We first define the hyperparameters to compute the SOAP power spectrum using rascaline.

HYPER_PARAMETERS = {
    "cutoff": 4.0,
    "max_radial": 8,
    "max_angular": 6,
    "atomic_gaussian_width": 0.45,
    "center_atom_weight": 1.0,
    "radial_basis": {"Gto": {}},
    "cutoff_function": {
        "Step": {},
    },
    "radial_scaling": {
        "Willatt2018": {
            "exponent": 5,
            "rate": 1,
            "scale": 3.0,
        },
    },
}

We feed the Hyperparameters into rascaline to compute the SOAP Power spectrum

calculator = SoapPowerSpectrum(**HYPER_PARAMETERS)
R_total_soap = calculator.compute(structures)
# Transform the tensormap to a single block containing a dense representation
R_total_soap.keys_to_samples("species_center")
R_total_soap.keys_to_properties(["species_neighbor_1", "species_neighbor_2"])

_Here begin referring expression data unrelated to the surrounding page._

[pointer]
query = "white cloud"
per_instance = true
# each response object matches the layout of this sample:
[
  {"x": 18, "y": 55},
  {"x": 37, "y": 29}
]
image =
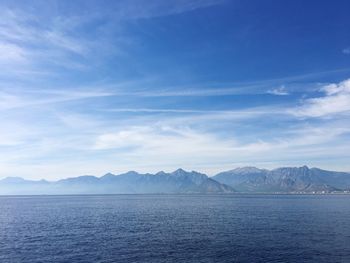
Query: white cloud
[
  {"x": 281, "y": 91},
  {"x": 335, "y": 101}
]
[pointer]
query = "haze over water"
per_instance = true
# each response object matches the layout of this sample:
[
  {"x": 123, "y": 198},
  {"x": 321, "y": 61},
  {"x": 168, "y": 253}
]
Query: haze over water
[{"x": 175, "y": 228}]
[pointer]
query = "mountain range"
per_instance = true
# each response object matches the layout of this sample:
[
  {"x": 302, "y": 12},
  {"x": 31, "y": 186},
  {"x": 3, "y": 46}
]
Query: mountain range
[{"x": 245, "y": 179}]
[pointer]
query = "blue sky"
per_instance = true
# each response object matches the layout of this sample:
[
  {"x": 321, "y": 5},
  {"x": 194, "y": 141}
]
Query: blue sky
[{"x": 90, "y": 87}]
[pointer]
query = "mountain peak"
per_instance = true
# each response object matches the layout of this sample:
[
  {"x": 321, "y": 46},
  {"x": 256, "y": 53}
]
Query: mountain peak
[{"x": 179, "y": 171}]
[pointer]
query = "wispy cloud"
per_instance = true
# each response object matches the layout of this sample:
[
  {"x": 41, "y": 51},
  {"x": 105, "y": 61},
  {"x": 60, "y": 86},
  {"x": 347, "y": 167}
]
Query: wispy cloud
[
  {"x": 346, "y": 51},
  {"x": 335, "y": 101}
]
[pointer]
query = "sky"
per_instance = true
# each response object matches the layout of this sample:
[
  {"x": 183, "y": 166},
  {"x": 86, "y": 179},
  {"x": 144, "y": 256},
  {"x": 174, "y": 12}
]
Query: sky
[{"x": 90, "y": 87}]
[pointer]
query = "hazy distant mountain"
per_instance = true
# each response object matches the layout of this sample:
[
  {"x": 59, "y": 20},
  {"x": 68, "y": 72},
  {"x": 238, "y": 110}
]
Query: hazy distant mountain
[
  {"x": 178, "y": 181},
  {"x": 246, "y": 179},
  {"x": 285, "y": 179}
]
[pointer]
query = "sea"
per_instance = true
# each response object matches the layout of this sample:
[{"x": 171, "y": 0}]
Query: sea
[{"x": 175, "y": 228}]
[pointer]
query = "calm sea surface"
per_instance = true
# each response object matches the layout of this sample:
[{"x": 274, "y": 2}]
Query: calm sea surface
[{"x": 175, "y": 228}]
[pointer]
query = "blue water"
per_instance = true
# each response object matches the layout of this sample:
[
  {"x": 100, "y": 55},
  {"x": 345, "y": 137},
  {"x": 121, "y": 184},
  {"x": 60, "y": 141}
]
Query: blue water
[{"x": 175, "y": 228}]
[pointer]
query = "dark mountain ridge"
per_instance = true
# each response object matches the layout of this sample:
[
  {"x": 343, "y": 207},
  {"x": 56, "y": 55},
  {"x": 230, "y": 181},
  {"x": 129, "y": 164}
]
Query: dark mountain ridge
[
  {"x": 244, "y": 179},
  {"x": 179, "y": 181},
  {"x": 284, "y": 179}
]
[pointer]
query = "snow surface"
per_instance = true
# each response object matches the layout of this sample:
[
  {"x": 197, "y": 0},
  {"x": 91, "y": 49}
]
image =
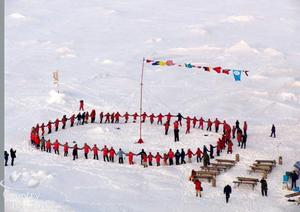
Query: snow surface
[{"x": 98, "y": 48}]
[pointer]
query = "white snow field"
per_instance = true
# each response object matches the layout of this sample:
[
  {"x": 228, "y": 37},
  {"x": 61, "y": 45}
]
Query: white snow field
[{"x": 98, "y": 47}]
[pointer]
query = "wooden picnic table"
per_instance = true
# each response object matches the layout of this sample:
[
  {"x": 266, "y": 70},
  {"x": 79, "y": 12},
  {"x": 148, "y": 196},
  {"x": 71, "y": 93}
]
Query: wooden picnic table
[
  {"x": 247, "y": 179},
  {"x": 225, "y": 161},
  {"x": 273, "y": 162}
]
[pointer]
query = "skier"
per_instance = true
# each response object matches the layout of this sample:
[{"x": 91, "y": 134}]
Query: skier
[
  {"x": 105, "y": 154},
  {"x": 264, "y": 187},
  {"x": 56, "y": 147},
  {"x": 198, "y": 154},
  {"x": 198, "y": 187},
  {"x": 72, "y": 120},
  {"x": 66, "y": 149},
  {"x": 13, "y": 156},
  {"x": 95, "y": 151},
  {"x": 6, "y": 155},
  {"x": 120, "y": 153},
  {"x": 190, "y": 155},
  {"x": 166, "y": 127},
  {"x": 56, "y": 124},
  {"x": 176, "y": 131},
  {"x": 159, "y": 118},
  {"x": 86, "y": 150},
  {"x": 157, "y": 158},
  {"x": 217, "y": 124},
  {"x": 75, "y": 152},
  {"x": 227, "y": 192},
  {"x": 112, "y": 154},
  {"x": 273, "y": 131},
  {"x": 177, "y": 157},
  {"x": 209, "y": 124},
  {"x": 171, "y": 156},
  {"x": 93, "y": 116},
  {"x": 81, "y": 105},
  {"x": 201, "y": 123},
  {"x": 180, "y": 117}
]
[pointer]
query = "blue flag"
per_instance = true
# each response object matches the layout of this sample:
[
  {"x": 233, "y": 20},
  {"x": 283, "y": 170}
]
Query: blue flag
[{"x": 237, "y": 75}]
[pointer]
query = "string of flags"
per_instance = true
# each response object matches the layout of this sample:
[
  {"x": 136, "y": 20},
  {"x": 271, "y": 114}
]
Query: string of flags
[{"x": 237, "y": 74}]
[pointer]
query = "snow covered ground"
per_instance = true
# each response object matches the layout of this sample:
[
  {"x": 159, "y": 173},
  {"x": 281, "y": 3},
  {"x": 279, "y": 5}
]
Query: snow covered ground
[{"x": 98, "y": 48}]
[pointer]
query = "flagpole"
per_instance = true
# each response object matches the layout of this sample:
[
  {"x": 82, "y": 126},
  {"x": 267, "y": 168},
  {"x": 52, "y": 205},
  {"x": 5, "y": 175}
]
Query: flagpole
[{"x": 141, "y": 102}]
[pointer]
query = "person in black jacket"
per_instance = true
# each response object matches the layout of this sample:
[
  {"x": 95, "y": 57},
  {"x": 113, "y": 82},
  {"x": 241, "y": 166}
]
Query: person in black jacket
[
  {"x": 227, "y": 192},
  {"x": 13, "y": 156},
  {"x": 177, "y": 157},
  {"x": 6, "y": 155},
  {"x": 264, "y": 187},
  {"x": 294, "y": 178},
  {"x": 182, "y": 155}
]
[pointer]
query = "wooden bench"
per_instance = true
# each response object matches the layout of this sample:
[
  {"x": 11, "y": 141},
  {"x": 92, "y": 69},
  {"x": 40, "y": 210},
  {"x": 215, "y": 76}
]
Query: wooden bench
[
  {"x": 226, "y": 161},
  {"x": 259, "y": 169},
  {"x": 273, "y": 162},
  {"x": 245, "y": 183}
]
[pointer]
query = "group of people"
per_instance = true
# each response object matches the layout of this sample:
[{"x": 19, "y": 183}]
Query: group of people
[{"x": 13, "y": 155}]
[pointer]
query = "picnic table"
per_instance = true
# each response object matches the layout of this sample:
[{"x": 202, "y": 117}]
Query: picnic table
[
  {"x": 273, "y": 162},
  {"x": 226, "y": 161}
]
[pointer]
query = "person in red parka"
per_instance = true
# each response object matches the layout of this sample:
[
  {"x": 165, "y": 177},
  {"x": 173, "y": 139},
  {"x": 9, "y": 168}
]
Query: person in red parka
[
  {"x": 188, "y": 125},
  {"x": 101, "y": 117},
  {"x": 229, "y": 147},
  {"x": 171, "y": 156},
  {"x": 43, "y": 128},
  {"x": 81, "y": 105},
  {"x": 66, "y": 149},
  {"x": 56, "y": 147},
  {"x": 245, "y": 127},
  {"x": 130, "y": 157},
  {"x": 144, "y": 116},
  {"x": 157, "y": 158},
  {"x": 209, "y": 124},
  {"x": 112, "y": 154},
  {"x": 117, "y": 117},
  {"x": 194, "y": 121},
  {"x": 86, "y": 150},
  {"x": 201, "y": 123},
  {"x": 107, "y": 117},
  {"x": 198, "y": 154},
  {"x": 48, "y": 146},
  {"x": 190, "y": 155},
  {"x": 56, "y": 124},
  {"x": 93, "y": 116},
  {"x": 126, "y": 116},
  {"x": 152, "y": 116},
  {"x": 49, "y": 125},
  {"x": 105, "y": 154},
  {"x": 198, "y": 187},
  {"x": 167, "y": 125},
  {"x": 135, "y": 115},
  {"x": 95, "y": 151},
  {"x": 159, "y": 118},
  {"x": 64, "y": 121},
  {"x": 217, "y": 124}
]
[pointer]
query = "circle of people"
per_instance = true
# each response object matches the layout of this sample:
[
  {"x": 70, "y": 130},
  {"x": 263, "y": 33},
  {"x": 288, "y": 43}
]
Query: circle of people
[{"x": 146, "y": 159}]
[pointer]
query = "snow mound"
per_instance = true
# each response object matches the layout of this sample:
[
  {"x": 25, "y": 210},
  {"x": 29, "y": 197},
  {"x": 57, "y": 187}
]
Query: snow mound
[
  {"x": 238, "y": 19},
  {"x": 17, "y": 16},
  {"x": 241, "y": 47},
  {"x": 55, "y": 97}
]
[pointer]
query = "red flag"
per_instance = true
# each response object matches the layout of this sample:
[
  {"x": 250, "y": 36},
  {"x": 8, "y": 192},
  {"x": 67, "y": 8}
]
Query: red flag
[
  {"x": 225, "y": 71},
  {"x": 206, "y": 68},
  {"x": 218, "y": 69}
]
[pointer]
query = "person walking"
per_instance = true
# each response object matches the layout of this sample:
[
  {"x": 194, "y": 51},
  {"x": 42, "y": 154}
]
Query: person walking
[{"x": 227, "y": 192}]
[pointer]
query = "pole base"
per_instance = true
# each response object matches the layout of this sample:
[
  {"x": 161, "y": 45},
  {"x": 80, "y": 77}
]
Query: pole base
[{"x": 140, "y": 141}]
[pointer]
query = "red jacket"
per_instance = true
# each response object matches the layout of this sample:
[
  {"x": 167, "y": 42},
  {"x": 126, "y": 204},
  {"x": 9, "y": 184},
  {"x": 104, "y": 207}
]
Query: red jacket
[{"x": 197, "y": 185}]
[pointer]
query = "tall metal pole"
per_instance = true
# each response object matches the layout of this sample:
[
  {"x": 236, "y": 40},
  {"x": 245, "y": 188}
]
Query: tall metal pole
[{"x": 141, "y": 102}]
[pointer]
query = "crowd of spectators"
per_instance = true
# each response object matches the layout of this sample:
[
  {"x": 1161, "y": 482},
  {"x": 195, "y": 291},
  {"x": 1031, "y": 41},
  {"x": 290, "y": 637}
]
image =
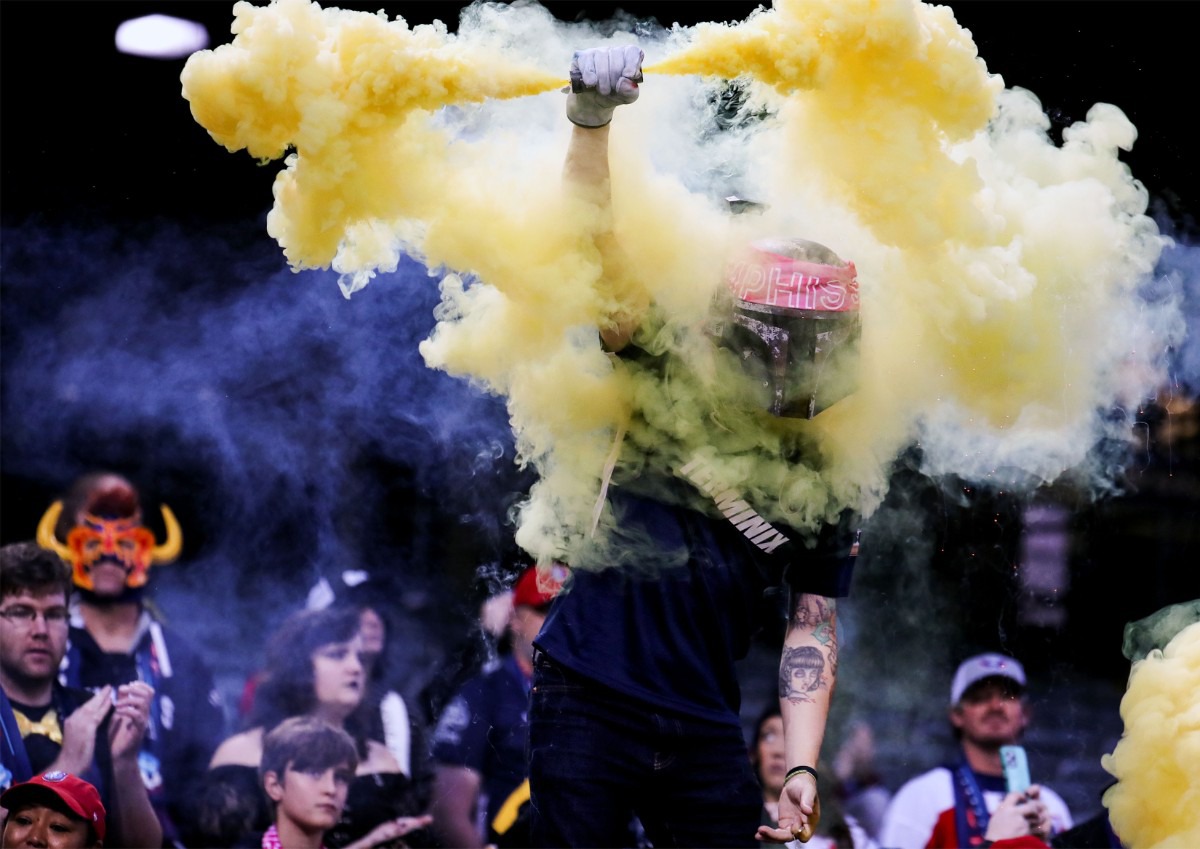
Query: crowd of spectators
[{"x": 95, "y": 687}]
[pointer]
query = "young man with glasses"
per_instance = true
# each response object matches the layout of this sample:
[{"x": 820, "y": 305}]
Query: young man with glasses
[{"x": 51, "y": 728}]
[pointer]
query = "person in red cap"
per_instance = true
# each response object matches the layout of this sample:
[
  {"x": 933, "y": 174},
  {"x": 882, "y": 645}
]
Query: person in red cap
[
  {"x": 117, "y": 636},
  {"x": 480, "y": 738},
  {"x": 55, "y": 811}
]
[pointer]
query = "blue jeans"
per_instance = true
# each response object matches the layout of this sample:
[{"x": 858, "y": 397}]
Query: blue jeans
[{"x": 598, "y": 759}]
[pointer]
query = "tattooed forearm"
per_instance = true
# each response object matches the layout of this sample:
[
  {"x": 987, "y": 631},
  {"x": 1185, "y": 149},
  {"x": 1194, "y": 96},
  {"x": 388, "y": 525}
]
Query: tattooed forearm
[
  {"x": 801, "y": 673},
  {"x": 814, "y": 614}
]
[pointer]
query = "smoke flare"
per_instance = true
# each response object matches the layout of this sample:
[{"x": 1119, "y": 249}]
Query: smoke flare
[{"x": 1002, "y": 275}]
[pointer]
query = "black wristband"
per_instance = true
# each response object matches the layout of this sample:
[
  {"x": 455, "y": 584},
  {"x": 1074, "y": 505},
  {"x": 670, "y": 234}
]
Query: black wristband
[{"x": 797, "y": 770}]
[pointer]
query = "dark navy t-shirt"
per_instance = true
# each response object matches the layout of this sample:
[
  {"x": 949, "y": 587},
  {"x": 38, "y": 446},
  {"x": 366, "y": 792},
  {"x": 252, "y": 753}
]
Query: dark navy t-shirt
[{"x": 671, "y": 637}]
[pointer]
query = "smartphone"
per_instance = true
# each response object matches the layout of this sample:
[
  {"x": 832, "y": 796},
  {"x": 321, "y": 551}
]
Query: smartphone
[{"x": 1017, "y": 768}]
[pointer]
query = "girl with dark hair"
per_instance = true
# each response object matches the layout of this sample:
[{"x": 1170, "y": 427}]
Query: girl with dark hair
[{"x": 313, "y": 668}]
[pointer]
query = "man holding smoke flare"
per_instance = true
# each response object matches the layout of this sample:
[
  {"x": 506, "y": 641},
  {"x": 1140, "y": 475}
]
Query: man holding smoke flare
[{"x": 635, "y": 704}]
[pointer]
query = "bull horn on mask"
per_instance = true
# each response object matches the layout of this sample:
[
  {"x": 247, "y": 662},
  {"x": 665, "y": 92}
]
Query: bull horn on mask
[
  {"x": 46, "y": 537},
  {"x": 169, "y": 549},
  {"x": 161, "y": 554}
]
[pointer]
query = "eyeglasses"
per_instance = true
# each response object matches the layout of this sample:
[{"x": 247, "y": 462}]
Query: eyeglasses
[{"x": 22, "y": 616}]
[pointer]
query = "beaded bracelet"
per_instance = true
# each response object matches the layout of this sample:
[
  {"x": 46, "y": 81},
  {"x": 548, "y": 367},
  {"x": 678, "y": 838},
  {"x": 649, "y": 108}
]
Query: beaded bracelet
[{"x": 797, "y": 770}]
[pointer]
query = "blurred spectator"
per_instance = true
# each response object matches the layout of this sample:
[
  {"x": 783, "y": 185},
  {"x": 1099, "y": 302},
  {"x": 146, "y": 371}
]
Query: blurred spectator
[
  {"x": 859, "y": 787},
  {"x": 479, "y": 744},
  {"x": 491, "y": 609},
  {"x": 313, "y": 669},
  {"x": 951, "y": 806},
  {"x": 49, "y": 728},
  {"x": 55, "y": 810},
  {"x": 835, "y": 829},
  {"x": 389, "y": 716},
  {"x": 117, "y": 638}
]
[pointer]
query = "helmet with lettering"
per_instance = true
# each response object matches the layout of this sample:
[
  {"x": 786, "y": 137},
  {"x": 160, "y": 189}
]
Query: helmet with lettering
[{"x": 790, "y": 311}]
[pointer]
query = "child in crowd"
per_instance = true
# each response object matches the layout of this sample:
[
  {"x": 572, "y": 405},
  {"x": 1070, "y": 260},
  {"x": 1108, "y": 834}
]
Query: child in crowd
[
  {"x": 54, "y": 810},
  {"x": 307, "y": 766}
]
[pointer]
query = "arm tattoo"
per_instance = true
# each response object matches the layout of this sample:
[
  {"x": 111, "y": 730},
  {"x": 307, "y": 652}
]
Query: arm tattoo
[
  {"x": 802, "y": 669},
  {"x": 799, "y": 673},
  {"x": 814, "y": 614}
]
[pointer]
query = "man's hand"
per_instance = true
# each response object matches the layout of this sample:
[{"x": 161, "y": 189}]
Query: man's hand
[
  {"x": 131, "y": 718},
  {"x": 799, "y": 811},
  {"x": 603, "y": 78},
  {"x": 79, "y": 733},
  {"x": 1020, "y": 814}
]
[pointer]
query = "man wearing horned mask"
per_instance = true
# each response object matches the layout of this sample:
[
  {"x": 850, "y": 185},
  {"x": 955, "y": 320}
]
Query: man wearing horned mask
[
  {"x": 635, "y": 703},
  {"x": 115, "y": 637}
]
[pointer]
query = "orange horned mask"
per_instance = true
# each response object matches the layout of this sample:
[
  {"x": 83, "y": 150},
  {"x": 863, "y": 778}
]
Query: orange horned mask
[{"x": 124, "y": 541}]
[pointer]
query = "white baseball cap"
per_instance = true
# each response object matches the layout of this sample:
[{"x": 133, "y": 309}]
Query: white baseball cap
[{"x": 979, "y": 667}]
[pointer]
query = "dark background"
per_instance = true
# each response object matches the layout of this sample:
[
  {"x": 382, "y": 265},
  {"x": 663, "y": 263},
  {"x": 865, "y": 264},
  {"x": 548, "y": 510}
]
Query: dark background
[{"x": 148, "y": 324}]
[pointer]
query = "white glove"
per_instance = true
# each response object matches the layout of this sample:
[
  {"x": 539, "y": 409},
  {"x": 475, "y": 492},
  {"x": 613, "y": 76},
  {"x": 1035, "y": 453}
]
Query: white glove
[{"x": 603, "y": 78}]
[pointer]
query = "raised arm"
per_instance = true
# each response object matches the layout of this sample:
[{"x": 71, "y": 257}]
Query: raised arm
[
  {"x": 808, "y": 672},
  {"x": 601, "y": 79}
]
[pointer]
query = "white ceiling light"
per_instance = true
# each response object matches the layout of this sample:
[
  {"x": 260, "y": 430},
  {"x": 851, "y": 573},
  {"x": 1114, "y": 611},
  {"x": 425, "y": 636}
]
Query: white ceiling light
[{"x": 161, "y": 36}]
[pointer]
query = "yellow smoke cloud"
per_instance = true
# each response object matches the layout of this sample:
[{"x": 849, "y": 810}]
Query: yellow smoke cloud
[
  {"x": 1157, "y": 798},
  {"x": 999, "y": 270}
]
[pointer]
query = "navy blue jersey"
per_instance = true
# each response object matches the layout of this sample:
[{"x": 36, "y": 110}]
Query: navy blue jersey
[
  {"x": 671, "y": 636},
  {"x": 485, "y": 727}
]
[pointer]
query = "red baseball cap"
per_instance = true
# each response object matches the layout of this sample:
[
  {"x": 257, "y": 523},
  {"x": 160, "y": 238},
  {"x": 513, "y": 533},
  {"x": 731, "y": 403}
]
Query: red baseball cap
[
  {"x": 539, "y": 590},
  {"x": 77, "y": 794}
]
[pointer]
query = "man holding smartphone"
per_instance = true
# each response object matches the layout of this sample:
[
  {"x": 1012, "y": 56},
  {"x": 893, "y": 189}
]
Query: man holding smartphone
[{"x": 954, "y": 805}]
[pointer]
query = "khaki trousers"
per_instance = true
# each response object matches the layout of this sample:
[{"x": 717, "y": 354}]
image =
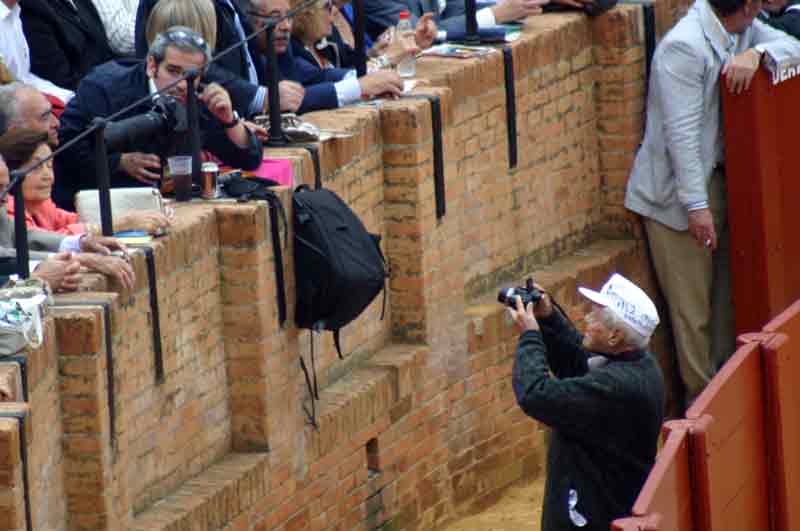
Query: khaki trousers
[{"x": 697, "y": 286}]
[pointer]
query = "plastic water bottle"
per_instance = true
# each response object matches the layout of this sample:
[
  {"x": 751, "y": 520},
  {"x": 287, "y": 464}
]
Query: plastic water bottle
[{"x": 408, "y": 66}]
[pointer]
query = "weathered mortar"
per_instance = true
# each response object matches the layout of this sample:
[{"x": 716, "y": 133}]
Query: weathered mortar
[{"x": 418, "y": 424}]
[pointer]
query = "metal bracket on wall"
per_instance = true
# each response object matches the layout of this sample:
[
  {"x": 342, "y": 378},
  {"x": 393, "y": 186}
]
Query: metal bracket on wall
[
  {"x": 438, "y": 150},
  {"x": 511, "y": 106},
  {"x": 649, "y": 21},
  {"x": 153, "y": 281},
  {"x": 22, "y": 361},
  {"x": 23, "y": 452},
  {"x": 313, "y": 150},
  {"x": 112, "y": 414}
]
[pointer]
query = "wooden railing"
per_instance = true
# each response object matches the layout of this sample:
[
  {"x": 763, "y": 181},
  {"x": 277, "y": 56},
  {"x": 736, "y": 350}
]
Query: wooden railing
[{"x": 733, "y": 464}]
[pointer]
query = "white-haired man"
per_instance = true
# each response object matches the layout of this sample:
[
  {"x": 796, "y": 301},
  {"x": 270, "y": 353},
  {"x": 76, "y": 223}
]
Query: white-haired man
[{"x": 605, "y": 417}]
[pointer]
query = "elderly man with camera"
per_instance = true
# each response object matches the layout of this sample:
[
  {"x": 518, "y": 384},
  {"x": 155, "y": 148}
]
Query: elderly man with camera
[{"x": 600, "y": 392}]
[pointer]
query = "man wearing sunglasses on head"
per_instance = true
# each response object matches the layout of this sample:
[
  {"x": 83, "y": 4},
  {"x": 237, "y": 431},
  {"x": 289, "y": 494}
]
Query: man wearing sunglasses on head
[{"x": 117, "y": 85}]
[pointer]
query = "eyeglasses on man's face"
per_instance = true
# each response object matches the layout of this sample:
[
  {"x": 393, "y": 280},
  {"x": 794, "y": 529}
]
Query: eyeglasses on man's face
[{"x": 181, "y": 36}]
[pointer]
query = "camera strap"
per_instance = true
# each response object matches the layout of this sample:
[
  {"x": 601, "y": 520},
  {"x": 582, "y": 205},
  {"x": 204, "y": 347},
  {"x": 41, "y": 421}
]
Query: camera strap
[
  {"x": 20, "y": 415},
  {"x": 438, "y": 150},
  {"x": 511, "y": 105},
  {"x": 152, "y": 281},
  {"x": 275, "y": 208}
]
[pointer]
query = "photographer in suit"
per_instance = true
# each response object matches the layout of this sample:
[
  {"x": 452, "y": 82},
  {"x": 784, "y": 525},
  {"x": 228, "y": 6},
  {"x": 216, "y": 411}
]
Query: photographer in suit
[{"x": 605, "y": 412}]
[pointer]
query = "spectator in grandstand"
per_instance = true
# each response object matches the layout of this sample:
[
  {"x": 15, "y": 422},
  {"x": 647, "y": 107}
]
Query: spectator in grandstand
[
  {"x": 16, "y": 54},
  {"x": 327, "y": 87},
  {"x": 783, "y": 15},
  {"x": 24, "y": 107},
  {"x": 119, "y": 21},
  {"x": 203, "y": 16},
  {"x": 66, "y": 39},
  {"x": 605, "y": 416},
  {"x": 678, "y": 179},
  {"x": 116, "y": 85},
  {"x": 26, "y": 149},
  {"x": 58, "y": 259}
]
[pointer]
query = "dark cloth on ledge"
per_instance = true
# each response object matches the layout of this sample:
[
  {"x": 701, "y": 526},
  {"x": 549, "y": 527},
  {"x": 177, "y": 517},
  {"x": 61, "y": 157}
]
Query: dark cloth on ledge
[
  {"x": 605, "y": 422},
  {"x": 108, "y": 89}
]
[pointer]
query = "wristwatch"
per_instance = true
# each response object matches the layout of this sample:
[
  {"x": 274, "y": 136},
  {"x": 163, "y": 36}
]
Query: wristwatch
[
  {"x": 760, "y": 49},
  {"x": 232, "y": 123}
]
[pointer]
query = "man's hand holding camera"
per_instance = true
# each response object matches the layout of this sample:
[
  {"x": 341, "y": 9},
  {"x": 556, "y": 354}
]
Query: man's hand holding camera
[
  {"x": 526, "y": 316},
  {"x": 144, "y": 167}
]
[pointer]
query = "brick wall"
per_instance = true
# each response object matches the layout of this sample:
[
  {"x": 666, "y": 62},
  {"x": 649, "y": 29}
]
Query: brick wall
[{"x": 418, "y": 424}]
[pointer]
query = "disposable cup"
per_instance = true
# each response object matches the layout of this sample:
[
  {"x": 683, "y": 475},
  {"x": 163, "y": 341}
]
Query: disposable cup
[{"x": 180, "y": 168}]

# Now we extract the data tensor from the single block
total_atom_soap = []
for structure_i in range(n_structures):
    a_i = R_total_soap.block(0).samples["structure"] == structure_i
    total_atom_soap.append(torch.tensor(R_total_soap.block(0).values[a_i, :]))

total_soap = torch.stack(total_atom_soap)

Step 3: Building a Simple MLP Model

  1. Split the data into Training, Validation and Test

  2. Define the dataloader and the Model Architecture

  3. Define relevant loss functions for training and inference

  4. Define the training loop

  5. Evaluate the model


1) Split the data into Training, Validation and Test

We will first split the data in a 7:1:2 manner, corresponding to train, val and test.

np.random.seed(0)
train_index = np.arange(n_structures)
np.random.shuffle(train_index)
test_mark = int(0.8 * n_structures)
val_mark = int(0.7 * n_structures)
test_index = train_index[test_mark:]
val_index = train_index[val_mark:test_mark]
train_index = train_index[:val_mark]

2) Define the dataloader and the Model Architecture

We will now build a dataloader and dataset to facillitate training the model batchwise

def generate_atomstructure_index(n_atoms_per_structure):
    """Generate a sequence of indices for each atom in the structure.
    The indices correspond to index of the structure that the atom belongs to

    Args:
        n_atoms_per_structure ([array]):
        [Array containing the number of atoms each structure contains]

    Return s:
        [tensor]: [Total index, matching atoms to structure]
    """
    # n_structures = len(n_atoms_per_structure)
    total_index = []
    for i, atoms in enumerate(n_atoms_per_structure):
        indiv_index = torch.zeros(atoms) + i
        total_index.append(indiv_index)
    total_index = torch.hstack(total_index)
    return total_index.long()


class AtomicDataset(Dataset):
    def __init__(self, features, n_atoms_per_structure):
        self.features = features
        self.n_structures = len(n_atoms_per_structure)
        self.n_atoms_per_structure = n_atoms_per_structure
        self.index = generate_atomstructure_index(self.n_atoms_per_structure)
        assert torch.sum(n_atoms_per_structure) == len(features)

    def __len__(self):
        return self.n_structures

    def __getitem__(self, idx):
        if isinstance(idx, list):  # If a list of indexes is given
            feature_indexes = []

            for i in idx:
                feature_indexes.append((self.index == i).nonzero(as_tuple=True)[0])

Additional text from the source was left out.